Full-Stack Observability Essentials

Section 1

Introduction

As applications become more and more complex, there is an increased need to change how organizations monitor the state of their entire system. Increased migration to the cloud brings different, more elaborate architecture paradigms — microservices and all components they enable.

Although microservices enable faster, more aggressive scaling, flexibility, and cost control, it becomes harder for a single person to assess the system's overall status. Observability (affectionately abbreviated as "o11y") brings clarity; it empowers teams to ask questions about their system and business and get clear answers driven by the signals collected.

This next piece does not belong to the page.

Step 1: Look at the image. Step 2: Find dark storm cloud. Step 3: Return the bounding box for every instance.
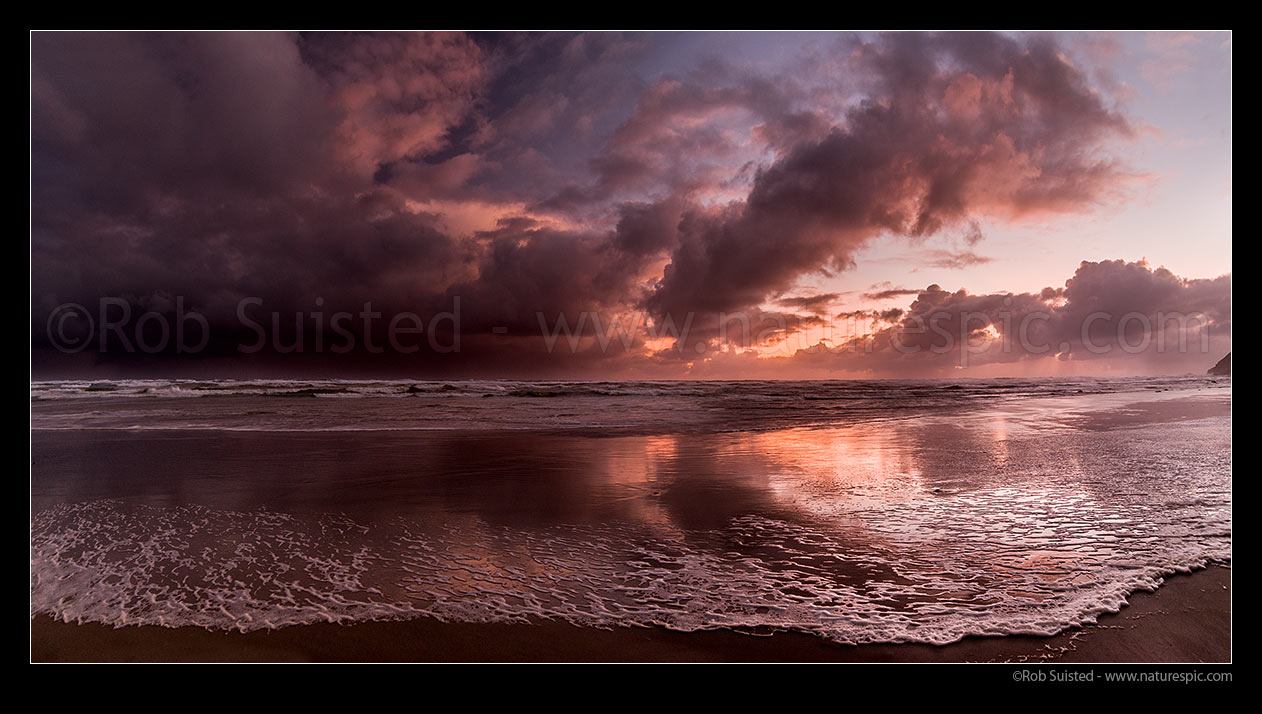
[30,33,1229,375]
[796,260,1232,373]
[776,293,842,314]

The challenge is getting started:

How to instrument? Auto-instrumentation? Manual? Both?
At what point in the product lifecycle to start?
What framework or vendor to select?

These questions can quickly become overwhelming. OpenTelemetry provides the freedom to instrument a system once and maintains the flexibility of choosing any back-end observability or analytics solution without getting locked into a single vendor.

Section 2

What Is Observability?

Observability was introduced in control theory by the engineer Rudolf Kámál. He defined it as "the ability to understand the current state of a system using only its external outputs." When a system is a black box, we cannot understand it; therefore, it becomes harder to maintain and predict. That's where high-quality telemetry and observability enter.

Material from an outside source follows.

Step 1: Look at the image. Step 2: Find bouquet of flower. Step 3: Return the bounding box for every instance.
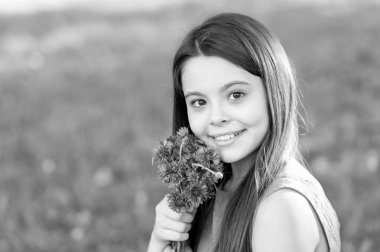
[152,127,223,251]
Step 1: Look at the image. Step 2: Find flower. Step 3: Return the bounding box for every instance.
[153,127,223,213]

Observability and telemetry signals — logs, metrics, traces, events, and metadata — work together to correlate individual systems' health with the business' overall health. It highlights what's going on within the systems, processes, and microservices of an entire tech stack purely from the existing data streams collected. Ultimately, observability gives developers and operations teams a greater understanding of their systems.

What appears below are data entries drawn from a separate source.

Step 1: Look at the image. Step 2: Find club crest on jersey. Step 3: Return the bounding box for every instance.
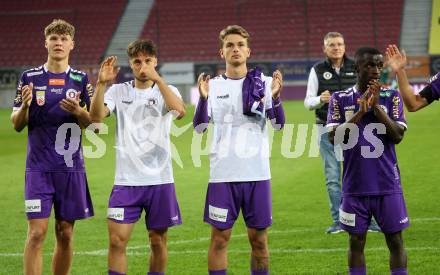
[66,89,81,99]
[147,98,157,107]
[322,72,333,80]
[35,91,46,106]
[49,78,66,86]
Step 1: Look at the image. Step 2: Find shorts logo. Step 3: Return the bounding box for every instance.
[322,72,333,80]
[35,91,46,106]
[399,217,408,223]
[49,78,66,86]
[339,209,356,227]
[107,208,124,221]
[66,89,81,100]
[217,94,229,99]
[70,73,82,82]
[24,200,41,213]
[147,98,157,107]
[209,205,228,222]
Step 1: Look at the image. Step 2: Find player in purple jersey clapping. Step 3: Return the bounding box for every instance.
[11,20,93,274]
[327,47,409,275]
[386,45,440,112]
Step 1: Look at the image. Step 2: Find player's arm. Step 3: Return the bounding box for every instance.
[386,45,429,112]
[327,91,368,144]
[193,73,210,133]
[369,80,405,144]
[267,70,286,130]
[304,68,331,110]
[145,63,186,119]
[11,83,33,132]
[90,56,119,123]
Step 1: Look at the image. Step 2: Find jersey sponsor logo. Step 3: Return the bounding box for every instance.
[428,74,439,84]
[35,91,46,106]
[70,73,82,82]
[393,96,400,119]
[147,98,157,107]
[379,105,388,114]
[379,91,391,97]
[34,86,47,91]
[399,217,409,223]
[66,89,81,100]
[332,99,341,120]
[26,71,43,77]
[49,78,66,86]
[345,110,354,121]
[322,72,333,80]
[209,205,228,222]
[339,209,356,227]
[24,200,41,213]
[217,94,229,99]
[50,88,64,95]
[107,208,124,221]
[86,83,93,97]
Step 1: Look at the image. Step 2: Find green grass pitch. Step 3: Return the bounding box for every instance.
[0,102,440,275]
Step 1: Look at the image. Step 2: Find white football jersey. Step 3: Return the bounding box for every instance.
[104,81,181,186]
[208,74,272,182]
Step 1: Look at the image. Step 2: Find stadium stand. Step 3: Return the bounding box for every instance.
[141,0,403,61]
[0,0,127,67]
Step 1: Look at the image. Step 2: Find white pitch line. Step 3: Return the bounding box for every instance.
[0,217,440,257]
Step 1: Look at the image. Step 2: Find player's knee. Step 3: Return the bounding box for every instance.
[387,235,404,253]
[109,234,128,250]
[27,228,46,246]
[211,235,229,250]
[350,235,366,252]
[249,236,268,253]
[150,234,166,251]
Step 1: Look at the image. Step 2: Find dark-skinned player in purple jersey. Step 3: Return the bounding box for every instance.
[327,47,409,275]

To understand and manage services, we need to measure, observe, and quantify their behaviors. We define KPIs that make sense for our domain to determine what's expected of our service. Defining these KPIs is paramount to understanding what actions need to be taken if the appropriate level of service is not delivered — ideally before the service consumer notices degradation. The four concepts described in Figure 1 help build a relationship of trust that can be maintained and quantified:

Figure 1

The Difference Between Observability and Monitoring

Let's start by saying that observability doesn't replace monitoring; quite the contrary — observability is meant to amplify its potential.

Monitoring is an action; a human or an automated process can do it if they know what signals to look for — in other words, the “known unknowns.” It can generate alerts, provide insights, suggest actions, and measure real-user traffic.
Observability, on the other hand, helps you understand why a problem occurred. This is because it’s about the ability to understand the inner system state at a given point in time when the problem happened.

You can monitor a system, but if the telemetry signals are ineffective, insufficient, or inaccurate, there is no way to infer its status, and then observability cannot be achieved.

Section 3

Key Notions and Concepts of Full-Stack Observability

Full-stack observability is the ability to understand what is happening in a system at any time. Collecting, correlating, and aggregating telemetry from the system's components provides insight into its behavior, performance, and health. Through full-stack observability, teams can fully understand the dependencies across domains and system topology.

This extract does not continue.